L’ICCOS-2026 mettra l’accent sur l’action conjointe pour briser les chaînes des escroqueries en ligne
AKP Phnom Penh, le 19 septembre 2026 --
La Conférence internationale sur la lutte contre les anarques en ligne (ICCOS-2026) mettra l’accent sur le renforcement de la coopération internationale face au caractère de plus en plus complexe et transfrontalier des escroqueries en ligne, a indiqué un haut responsable cambodgien.
Mok Chansothea, secrétaire d’État au Conseil des ministres et président de la sous-commission chargée du contenu de la conférence, a déclaré que celle-ci avait été initiée pour réunir de hauts responsables, des autorités chargées de l’application de la loi et des experts afin de mieux comprendre l’évolution rapide des anarques en ligne et d’examiner des approches plus efficaces pour lutter contre cette criminalité transfrontalière.
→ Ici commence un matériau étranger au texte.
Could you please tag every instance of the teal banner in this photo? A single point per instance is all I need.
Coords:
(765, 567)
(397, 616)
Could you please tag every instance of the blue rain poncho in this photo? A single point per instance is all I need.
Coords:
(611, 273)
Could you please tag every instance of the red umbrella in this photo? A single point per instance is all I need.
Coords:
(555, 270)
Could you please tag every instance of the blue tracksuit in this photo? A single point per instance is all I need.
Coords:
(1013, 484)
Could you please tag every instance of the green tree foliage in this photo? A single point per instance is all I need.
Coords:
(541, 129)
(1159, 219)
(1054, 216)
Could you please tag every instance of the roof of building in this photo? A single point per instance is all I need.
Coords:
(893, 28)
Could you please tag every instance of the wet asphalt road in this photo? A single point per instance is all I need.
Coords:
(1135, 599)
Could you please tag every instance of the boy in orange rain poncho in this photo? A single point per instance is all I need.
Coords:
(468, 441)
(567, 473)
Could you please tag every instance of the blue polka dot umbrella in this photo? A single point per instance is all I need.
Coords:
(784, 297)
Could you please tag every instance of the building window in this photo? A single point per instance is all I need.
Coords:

Il a expliqué que la conférence poursuivait trois objectifs principaux : approfondir la compréhension des nouvelles formes et de la complexité des escroqueries en ligne, renforcer la coopération internationale et offrir une plateforme permettant aux pays d’échanger leurs expériences pratiques, notamment leurs forces, leurs faiblesses et leurs difficultés respectives.
L’accent mis sur la coopération internationale est particulièrement important, car les escroqueries en ligne ne sont plus limitées à des pays pris individuellement. Les réseaux criminels peuvent opérer au-delà des frontières, utiliser différentes technologies et exploiter les différences entre les systèmes juridiques et les juridictions nationales, ce qui rend une action coordonnée de plus en plus nécessaire.
Ces défis se reflètent dans le thème de la conférence : « Agir ensemble pour briser la chaîne et éradiquer les anarques en ligne ». Ce thème souligne la nécessité pour les pays d’agir collectivement afin de perturber les réseaux et les activités interconnectés qui permettent aux escroqueries en ligne de fonctionner.
Selon Mok Chansothea, le choix de ce thème reflète le caractère de plus en plus interconnecté des opérations d’escroquerie en ligne, qui impliquent des réseaux organisés, des outils technologiques et des activités transfrontalières.
Les différences entre les législations nationales, les lacunes juridiques et les limites des compétences juridictionnelles constituent également des défis qui nécessitent une coopération renforcée entre les pays.
Le thème met ainsi l’accent sur « l’action conjointe » et le fait de « briser la chaîne » des escroqueries en ligne, plutôt que de traiter isolément chaque activité criminelle. Il insiste sur la nécessité d’améliorer le partage d’informations, la coopération entre les services chargés de l’application de la loi et la coordination entre les institutions concernées afin de perturber les réseaux à l’origine de ces crimes.
La conférence bénéficie du soutien du Bureau régional pour l’Asie du Sud-Est et le Pacifique de l’Office des Nations Unies contre la drogue et le crime (ONUDC), d’INTERPOL et du Centre intégré de coopération en matière de sécurité et d’application de la loi de la coopération Lancang-Mékong. Plus de 20 pays, dont les États-Unis, la Chine, l’Australie, le Japon, la République de Corée et les États membres de l’ASEAN, ont confirmé leur participation.
Lors de la même conférence de presse, Neth Pheaktra, ministre de l’Information, a déclaré que la conférence offrait au Cambodge l’occasion de partager ses expériences dans la lutte contre les escroqueries en ligne et de démontrer sa volonté politique, sa responsabilité et son ouverture face à la menace croissante que représente cette criminalité.
Le ministre a ajouté que la conférence constituait aussi un appel du Cambodge à une action collective renforcée de la communauté internationale contre les escroqueries en ligne, qui sont devenues une menace criminelle transnationale de plus en plus importante.
D’après le Secrétariat de la Commission ad-hoc de lutte contre les anarques en ligne, de juillet 2025 au 31 août 2026, le Cambodge a gelé plus de 300 millions de dollars américains sur des comptes bancaires liés à des crimes d’escroquerie en ligne, tandis que 446 affaires impliquant 3 927 suspects ont été transmises aux tribunaux.
Les autorités ont en outre engagé des poursuites contre des responsables impliqués dans des activités d’escroquerie en ligne. Quatre affaires concernant 15 suspects ont été traitées, tandis que les forces spécialisées ont inspecté 832 sites suspects et mené des opérations de répression dans 663 d’entre eux. Parmi ces sites, les autorités ont démantelé et pris le contrôle de 86 grands complexes d’escroquerie, pour lesquels les autorités compétentes entreprennent actuellement les procédures légales de confiscation conformément à la loi.